No documento GOVERNANÇA METROPOLITANA NO BRASIL (páginas 117-127)

B. REGULARIZAÇÃO FUNDIÁRIA

2.2. SANEAMENTO AMBIENTAL

2.2.1.2. Instrumentos de planejamento e gestão

A RMPA não conta com um planejamento para o saneamento básico no nível metropolitano, como instrumentos de planejamento e gestão, que também são atribuídos a área metropolitana, encontram-se os planos municipais, obrigatórios conforme a PNSB,

que em grande parte se encontram em fase elaboração nos moldes da política nacional, alinhados ao Plano Nacional de Saneamento Básico (PLANSAB).

No nível estadual encontra-se em curso a elaboração do Plano Estadual de Saneamento do Estado do Rio Grande do Sul, que visando à melhoria da salubridade ambiental da população do estado deverá atender às zonas urbanas e rurais. Esse plano deverá possibilitar a criação de mecanismos de gestão para o saneamento básico nos quatro eixos definidos pela PNSB: abastecimento de água, esgotamento sanitário, manejo de resíduos sólidos e, drenagem e manejo de águas pluviais. Entre esses mecanismos encontra-se a construção do Índice de Salubridade Ambiental – ISA, que poderá ser usado como base para definição dos locais carentes de investimentos em saneamento.

Em relação dos resíduos sólidos, a partir do PRO-GUAÍBA, a METROPLAN desenvolveu entre 1997-1998 o Plano Diretor de Resíduos Sólidos da RMPA (PDRS), que contemplou os 25 municípios que integravam a RMPA na época. O PDRS apresentou uma perspectiva de gerenciamento integrado dos resíduos sólidos, em uma visão regional, com intuito de romper a visão individual centrada no município. As ações estratégicas previstas no plano extrapolavam o limite de atuação da METROPLAN, tendo sido necessárias articulações com outros órgãos estaduais (secretaria do meio ambiente e secretaria da fazenda), prefeituras, organismos de financiamento e entidades da sociedade civil, associações de recicladores, associações das indústrias, associações de profissionais do setor, ONGs, entre outras.

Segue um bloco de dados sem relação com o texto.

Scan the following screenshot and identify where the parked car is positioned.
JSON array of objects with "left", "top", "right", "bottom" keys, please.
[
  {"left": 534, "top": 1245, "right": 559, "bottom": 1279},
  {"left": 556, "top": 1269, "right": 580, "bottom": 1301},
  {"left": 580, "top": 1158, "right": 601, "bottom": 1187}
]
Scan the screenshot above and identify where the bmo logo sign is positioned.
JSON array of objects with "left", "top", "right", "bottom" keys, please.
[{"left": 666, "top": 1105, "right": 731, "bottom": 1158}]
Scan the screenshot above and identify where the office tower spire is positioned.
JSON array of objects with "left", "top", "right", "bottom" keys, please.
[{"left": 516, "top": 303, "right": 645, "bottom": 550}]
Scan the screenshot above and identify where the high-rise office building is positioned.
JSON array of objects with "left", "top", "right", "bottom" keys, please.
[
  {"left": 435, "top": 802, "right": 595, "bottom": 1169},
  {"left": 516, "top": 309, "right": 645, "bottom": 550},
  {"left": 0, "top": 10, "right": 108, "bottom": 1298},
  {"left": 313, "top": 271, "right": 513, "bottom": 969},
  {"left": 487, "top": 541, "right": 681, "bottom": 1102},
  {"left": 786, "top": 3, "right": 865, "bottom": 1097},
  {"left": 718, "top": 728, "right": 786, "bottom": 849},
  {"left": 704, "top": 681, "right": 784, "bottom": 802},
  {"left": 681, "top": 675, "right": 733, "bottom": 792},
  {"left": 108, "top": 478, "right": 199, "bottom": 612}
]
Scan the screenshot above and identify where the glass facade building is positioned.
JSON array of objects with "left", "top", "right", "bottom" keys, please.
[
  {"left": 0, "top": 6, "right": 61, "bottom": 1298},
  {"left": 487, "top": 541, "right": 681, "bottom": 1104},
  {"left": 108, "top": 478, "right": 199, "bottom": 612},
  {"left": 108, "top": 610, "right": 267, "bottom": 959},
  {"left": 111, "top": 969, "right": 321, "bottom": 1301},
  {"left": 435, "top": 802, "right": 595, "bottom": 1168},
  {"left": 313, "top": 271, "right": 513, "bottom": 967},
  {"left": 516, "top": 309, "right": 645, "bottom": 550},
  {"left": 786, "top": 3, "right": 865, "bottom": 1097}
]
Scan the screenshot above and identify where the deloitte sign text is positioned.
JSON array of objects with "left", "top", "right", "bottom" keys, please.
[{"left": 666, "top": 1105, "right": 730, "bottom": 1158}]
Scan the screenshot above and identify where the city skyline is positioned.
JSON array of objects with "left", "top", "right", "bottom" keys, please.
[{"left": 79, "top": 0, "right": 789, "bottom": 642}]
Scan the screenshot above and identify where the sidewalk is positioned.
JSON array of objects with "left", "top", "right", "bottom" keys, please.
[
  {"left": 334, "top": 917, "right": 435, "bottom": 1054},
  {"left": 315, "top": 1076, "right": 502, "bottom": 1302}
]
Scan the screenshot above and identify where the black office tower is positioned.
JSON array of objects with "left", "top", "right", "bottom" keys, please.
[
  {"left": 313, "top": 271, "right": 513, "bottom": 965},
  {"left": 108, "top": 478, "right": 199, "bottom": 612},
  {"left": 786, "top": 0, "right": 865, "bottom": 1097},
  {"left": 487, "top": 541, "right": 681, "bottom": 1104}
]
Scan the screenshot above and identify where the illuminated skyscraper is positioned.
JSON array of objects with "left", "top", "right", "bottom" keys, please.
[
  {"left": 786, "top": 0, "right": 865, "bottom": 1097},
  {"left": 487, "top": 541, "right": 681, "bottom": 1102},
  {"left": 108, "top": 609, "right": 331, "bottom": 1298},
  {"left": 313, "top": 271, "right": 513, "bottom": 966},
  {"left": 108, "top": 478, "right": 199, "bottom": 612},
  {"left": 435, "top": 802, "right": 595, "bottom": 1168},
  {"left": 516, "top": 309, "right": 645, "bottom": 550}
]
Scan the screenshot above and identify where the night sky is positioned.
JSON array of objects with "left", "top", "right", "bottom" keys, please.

Conforme a PNRS os municípios devem elaborar os planos municipais de gestão integrada de resíduos sólidos, com consideração das especificidades locais a partir de diagnóstico que evidencie a situação dos resíduos sólidos gerados no município com informações sobre a origem, o volume e a caracterização, e o seu destino e disposição final. Em relação às ações para minimizar a geração de resíduos sólidos, Porto Alegre adotou o conceito de responsabilidade compartilhada, que tem como objetivo a prática do manejo associado ao ciclo de vida dos produtos, em que todos os atores são responsáveis.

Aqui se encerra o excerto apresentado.